In this paper, we study the potential analysis in the 5-dimensional Einstein–Maxwell system with the magnetic fields corresponding to the RHIC and LHC energies. Since the heavy ion collisions at RHIC and LHC experiments produce strong electro-magnetic fields. The strong magnetic fields may provide some different views for the vacuum structure and we expect that the Schwinger effect could be observed through the heavy-ion collisions in future.

The separate length between test particle pairs by using a probe D3-brane at a finite radial position is discussed in this article. We consider the test particle pairs both transverse to the magnetic field and parallel to the magnetic field. We find that the separating length decreases with the increasing magnetic field and the temperature.
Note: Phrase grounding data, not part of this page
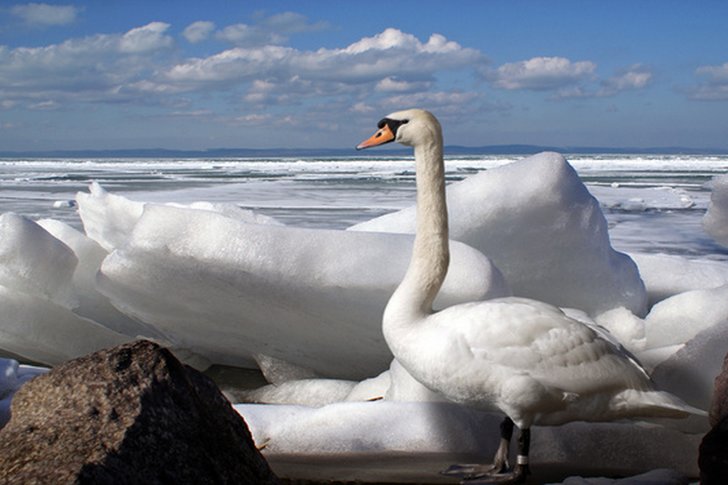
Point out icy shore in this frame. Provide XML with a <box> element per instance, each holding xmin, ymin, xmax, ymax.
<box><xmin>1</xmin><ymin>152</ymin><xmax>727</xmax><ymax>482</ymax></box>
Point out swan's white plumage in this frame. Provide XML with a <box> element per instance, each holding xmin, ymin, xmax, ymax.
<box><xmin>387</xmin><ymin>295</ymin><xmax>694</xmax><ymax>429</ymax></box>
<box><xmin>361</xmin><ymin>109</ymin><xmax>702</xmax><ymax>435</ymax></box>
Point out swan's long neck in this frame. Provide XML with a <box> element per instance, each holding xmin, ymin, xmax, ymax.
<box><xmin>385</xmin><ymin>135</ymin><xmax>449</xmax><ymax>325</ymax></box>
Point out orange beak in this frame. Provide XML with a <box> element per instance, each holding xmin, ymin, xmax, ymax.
<box><xmin>356</xmin><ymin>123</ymin><xmax>395</xmax><ymax>150</ymax></box>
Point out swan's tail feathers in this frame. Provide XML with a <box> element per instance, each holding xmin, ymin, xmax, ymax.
<box><xmin>611</xmin><ymin>389</ymin><xmax>708</xmax><ymax>419</ymax></box>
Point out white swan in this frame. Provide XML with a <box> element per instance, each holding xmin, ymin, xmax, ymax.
<box><xmin>356</xmin><ymin>109</ymin><xmax>704</xmax><ymax>483</ymax></box>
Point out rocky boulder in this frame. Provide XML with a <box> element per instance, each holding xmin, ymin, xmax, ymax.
<box><xmin>699</xmin><ymin>351</ymin><xmax>728</xmax><ymax>483</ymax></box>
<box><xmin>0</xmin><ymin>340</ymin><xmax>278</xmax><ymax>484</ymax></box>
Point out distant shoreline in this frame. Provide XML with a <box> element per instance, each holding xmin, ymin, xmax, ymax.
<box><xmin>2</xmin><ymin>144</ymin><xmax>728</xmax><ymax>159</ymax></box>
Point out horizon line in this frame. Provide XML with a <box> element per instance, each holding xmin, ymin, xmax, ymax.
<box><xmin>2</xmin><ymin>143</ymin><xmax>728</xmax><ymax>158</ymax></box>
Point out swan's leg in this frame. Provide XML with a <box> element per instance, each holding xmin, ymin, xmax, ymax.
<box><xmin>493</xmin><ymin>417</ymin><xmax>514</xmax><ymax>472</ymax></box>
<box><xmin>458</xmin><ymin>427</ymin><xmax>531</xmax><ymax>484</ymax></box>
<box><xmin>440</xmin><ymin>416</ymin><xmax>514</xmax><ymax>479</ymax></box>
<box><xmin>511</xmin><ymin>427</ymin><xmax>531</xmax><ymax>482</ymax></box>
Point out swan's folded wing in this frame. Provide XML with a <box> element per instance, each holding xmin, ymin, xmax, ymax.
<box><xmin>446</xmin><ymin>298</ymin><xmax>652</xmax><ymax>395</ymax></box>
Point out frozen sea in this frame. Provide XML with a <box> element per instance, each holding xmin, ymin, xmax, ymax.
<box><xmin>2</xmin><ymin>153</ymin><xmax>727</xmax><ymax>261</ymax></box>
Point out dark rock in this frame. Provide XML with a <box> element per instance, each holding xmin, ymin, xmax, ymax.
<box><xmin>709</xmin><ymin>352</ymin><xmax>728</xmax><ymax>427</ymax></box>
<box><xmin>0</xmin><ymin>340</ymin><xmax>279</xmax><ymax>484</ymax></box>
<box><xmin>700</xmin><ymin>418</ymin><xmax>728</xmax><ymax>484</ymax></box>
<box><xmin>699</xmin><ymin>351</ymin><xmax>728</xmax><ymax>484</ymax></box>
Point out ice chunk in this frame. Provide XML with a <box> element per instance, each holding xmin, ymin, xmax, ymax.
<box><xmin>37</xmin><ymin>219</ymin><xmax>107</xmax><ymax>291</ymax></box>
<box><xmin>0</xmin><ymin>358</ymin><xmax>47</xmax><ymax>427</ymax></box>
<box><xmin>597</xmin><ymin>285</ymin><xmax>728</xmax><ymax>375</ymax></box>
<box><xmin>37</xmin><ymin>218</ymin><xmax>163</xmax><ymax>339</ymax></box>
<box><xmin>238</xmin><ymin>401</ymin><xmax>497</xmax><ymax>456</ymax></box>
<box><xmin>595</xmin><ymin>307</ymin><xmax>647</xmax><ymax>354</ymax></box>
<box><xmin>631</xmin><ymin>252</ymin><xmax>728</xmax><ymax>305</ymax></box>
<box><xmin>255</xmin><ymin>354</ymin><xmax>319</xmax><ymax>385</ymax></box>
<box><xmin>0</xmin><ymin>284</ymin><xmax>130</xmax><ymax>366</ymax></box>
<box><xmin>703</xmin><ymin>174</ymin><xmax>728</xmax><ymax>247</ymax></box>
<box><xmin>651</xmin><ymin>316</ymin><xmax>728</xmax><ymax>414</ymax></box>
<box><xmin>96</xmin><ymin>203</ymin><xmax>509</xmax><ymax>379</ymax></box>
<box><xmin>550</xmin><ymin>468</ymin><xmax>690</xmax><ymax>484</ymax></box>
<box><xmin>592</xmin><ymin>185</ymin><xmax>697</xmax><ymax>211</ymax></box>
<box><xmin>345</xmin><ymin>370</ymin><xmax>390</xmax><ymax>402</ymax></box>
<box><xmin>0</xmin><ymin>213</ymin><xmax>77</xmax><ymax>308</ymax></box>
<box><xmin>168</xmin><ymin>201</ymin><xmax>282</xmax><ymax>226</ymax></box>
<box><xmin>77</xmin><ymin>182</ymin><xmax>282</xmax><ymax>253</ymax></box>
<box><xmin>76</xmin><ymin>182</ymin><xmax>145</xmax><ymax>252</ymax></box>
<box><xmin>645</xmin><ymin>285</ymin><xmax>728</xmax><ymax>350</ymax></box>
<box><xmin>637</xmin><ymin>285</ymin><xmax>728</xmax><ymax>414</ymax></box>
<box><xmin>235</xmin><ymin>401</ymin><xmax>701</xmax><ymax>481</ymax></box>
<box><xmin>240</xmin><ymin>359</ymin><xmax>447</xmax><ymax>406</ymax></box>
<box><xmin>0</xmin><ymin>212</ymin><xmax>133</xmax><ymax>366</ymax></box>
<box><xmin>384</xmin><ymin>358</ymin><xmax>445</xmax><ymax>402</ymax></box>
<box><xmin>350</xmin><ymin>153</ymin><xmax>646</xmax><ymax>316</ymax></box>
<box><xmin>239</xmin><ymin>379</ymin><xmax>358</xmax><ymax>407</ymax></box>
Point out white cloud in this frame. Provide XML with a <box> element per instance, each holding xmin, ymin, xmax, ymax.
<box><xmin>234</xmin><ymin>113</ymin><xmax>272</xmax><ymax>124</ymax></box>
<box><xmin>260</xmin><ymin>11</ymin><xmax>328</xmax><ymax>34</ymax></box>
<box><xmin>216</xmin><ymin>23</ymin><xmax>285</xmax><ymax>46</ymax></box>
<box><xmin>183</xmin><ymin>21</ymin><xmax>216</xmax><ymax>44</ymax></box>
<box><xmin>214</xmin><ymin>12</ymin><xmax>327</xmax><ymax>47</ymax></box>
<box><xmin>165</xmin><ymin>45</ymin><xmax>294</xmax><ymax>83</ymax></box>
<box><xmin>490</xmin><ymin>56</ymin><xmax>596</xmax><ymax>91</ymax></box>
<box><xmin>343</xmin><ymin>29</ymin><xmax>467</xmax><ymax>57</ymax></box>
<box><xmin>0</xmin><ymin>23</ymin><xmax>175</xmax><ymax>106</ymax></box>
<box><xmin>382</xmin><ymin>90</ymin><xmax>481</xmax><ymax>109</ymax></box>
<box><xmin>350</xmin><ymin>102</ymin><xmax>375</xmax><ymax>114</ymax></box>
<box><xmin>697</xmin><ymin>62</ymin><xmax>728</xmax><ymax>81</ymax></box>
<box><xmin>598</xmin><ymin>64</ymin><xmax>652</xmax><ymax>96</ymax></box>
<box><xmin>28</xmin><ymin>100</ymin><xmax>60</xmax><ymax>110</ymax></box>
<box><xmin>690</xmin><ymin>62</ymin><xmax>728</xmax><ymax>100</ymax></box>
<box><xmin>11</xmin><ymin>3</ymin><xmax>79</xmax><ymax>26</ymax></box>
<box><xmin>376</xmin><ymin>77</ymin><xmax>431</xmax><ymax>93</ymax></box>
<box><xmin>489</xmin><ymin>58</ymin><xmax>654</xmax><ymax>100</ymax></box>
<box><xmin>243</xmin><ymin>80</ymin><xmax>276</xmax><ymax>104</ymax></box>
<box><xmin>0</xmin><ymin>24</ymin><xmax>488</xmax><ymax>122</ymax></box>
<box><xmin>344</xmin><ymin>28</ymin><xmax>421</xmax><ymax>54</ymax></box>
<box><xmin>163</xmin><ymin>28</ymin><xmax>482</xmax><ymax>88</ymax></box>
<box><xmin>119</xmin><ymin>22</ymin><xmax>174</xmax><ymax>54</ymax></box>
<box><xmin>294</xmin><ymin>28</ymin><xmax>482</xmax><ymax>82</ymax></box>
<box><xmin>167</xmin><ymin>109</ymin><xmax>214</xmax><ymax>118</ymax></box>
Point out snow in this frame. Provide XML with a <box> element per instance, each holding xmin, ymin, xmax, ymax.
<box><xmin>1</xmin><ymin>151</ymin><xmax>726</xmax><ymax>482</ymax></box>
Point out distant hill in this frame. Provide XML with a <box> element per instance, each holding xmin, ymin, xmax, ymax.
<box><xmin>1</xmin><ymin>144</ymin><xmax>726</xmax><ymax>158</ymax></box>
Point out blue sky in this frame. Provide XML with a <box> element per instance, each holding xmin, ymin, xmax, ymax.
<box><xmin>1</xmin><ymin>1</ymin><xmax>727</xmax><ymax>151</ymax></box>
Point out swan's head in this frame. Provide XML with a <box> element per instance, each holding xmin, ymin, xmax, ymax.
<box><xmin>356</xmin><ymin>108</ymin><xmax>441</xmax><ymax>150</ymax></box>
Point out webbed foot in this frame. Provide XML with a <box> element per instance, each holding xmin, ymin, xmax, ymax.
<box><xmin>444</xmin><ymin>464</ymin><xmax>530</xmax><ymax>484</ymax></box>
<box><xmin>440</xmin><ymin>459</ymin><xmax>510</xmax><ymax>480</ymax></box>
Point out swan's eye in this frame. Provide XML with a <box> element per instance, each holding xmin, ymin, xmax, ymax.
<box><xmin>401</xmin><ymin>119</ymin><xmax>409</xmax><ymax>124</ymax></box>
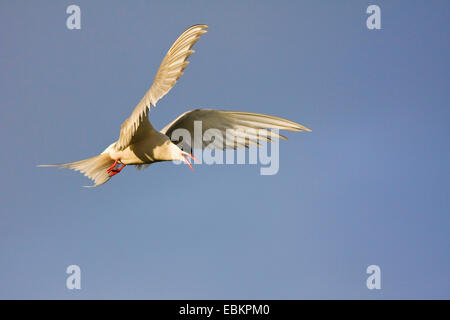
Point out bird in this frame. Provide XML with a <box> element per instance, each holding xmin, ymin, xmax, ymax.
<box><xmin>39</xmin><ymin>24</ymin><xmax>311</xmax><ymax>187</ymax></box>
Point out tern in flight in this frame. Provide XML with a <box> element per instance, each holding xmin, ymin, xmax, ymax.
<box><xmin>39</xmin><ymin>25</ymin><xmax>311</xmax><ymax>187</ymax></box>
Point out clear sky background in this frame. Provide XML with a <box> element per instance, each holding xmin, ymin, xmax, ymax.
<box><xmin>0</xmin><ymin>1</ymin><xmax>449</xmax><ymax>299</ymax></box>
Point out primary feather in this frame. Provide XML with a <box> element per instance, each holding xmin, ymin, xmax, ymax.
<box><xmin>161</xmin><ymin>109</ymin><xmax>311</xmax><ymax>150</ymax></box>
<box><xmin>116</xmin><ymin>25</ymin><xmax>209</xmax><ymax>151</ymax></box>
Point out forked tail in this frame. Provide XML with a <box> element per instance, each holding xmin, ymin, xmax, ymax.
<box><xmin>38</xmin><ymin>154</ymin><xmax>116</xmax><ymax>187</ymax></box>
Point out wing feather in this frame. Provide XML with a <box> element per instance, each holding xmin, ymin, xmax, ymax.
<box><xmin>115</xmin><ymin>25</ymin><xmax>209</xmax><ymax>150</ymax></box>
<box><xmin>161</xmin><ymin>109</ymin><xmax>311</xmax><ymax>150</ymax></box>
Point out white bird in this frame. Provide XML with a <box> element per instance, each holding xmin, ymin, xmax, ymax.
<box><xmin>39</xmin><ymin>25</ymin><xmax>311</xmax><ymax>187</ymax></box>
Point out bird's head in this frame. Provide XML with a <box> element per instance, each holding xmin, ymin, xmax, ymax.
<box><xmin>166</xmin><ymin>142</ymin><xmax>199</xmax><ymax>170</ymax></box>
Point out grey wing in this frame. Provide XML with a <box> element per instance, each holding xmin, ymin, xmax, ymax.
<box><xmin>115</xmin><ymin>25</ymin><xmax>209</xmax><ymax>151</ymax></box>
<box><xmin>160</xmin><ymin>109</ymin><xmax>311</xmax><ymax>150</ymax></box>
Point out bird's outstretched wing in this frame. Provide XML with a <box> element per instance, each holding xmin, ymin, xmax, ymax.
<box><xmin>161</xmin><ymin>109</ymin><xmax>311</xmax><ymax>150</ymax></box>
<box><xmin>115</xmin><ymin>24</ymin><xmax>209</xmax><ymax>151</ymax></box>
We calculated the critical electric field via the DBI action and derived the formula of the total potential so that we can perform the potential analysis in the magnetized backgrounds. It is found that both the magnetic field and the temperature reduce the potential barrier and the critical field with the weak magnetic field \(B\ll T^2\) solutions, thus enhance the Schwinger effect. That means the magnetic field and the temperature increase the production rate of the real particle pairs. For the strong magnetic field case with \(B\gg T^2\) solutions when the pairs are in perpendicular to the magnetic field, the magnetic field also enhances the Schwinger effect rate though the magnetic field increases the critical electric field since magnetic field reduces the width of the potential barrier and enhances potential at larger distance.

We expect that the nontrivial magnetic field effects on the Schwinger effect in the magnetized background could provide some inspiration of QCD with a strong electric field. Moreover, the production rate in the Einstein–Maxwell-dilaton system in a holographic QCD model may be worth to be investigated [66,67,68,69]. We hope to report in these directions in future.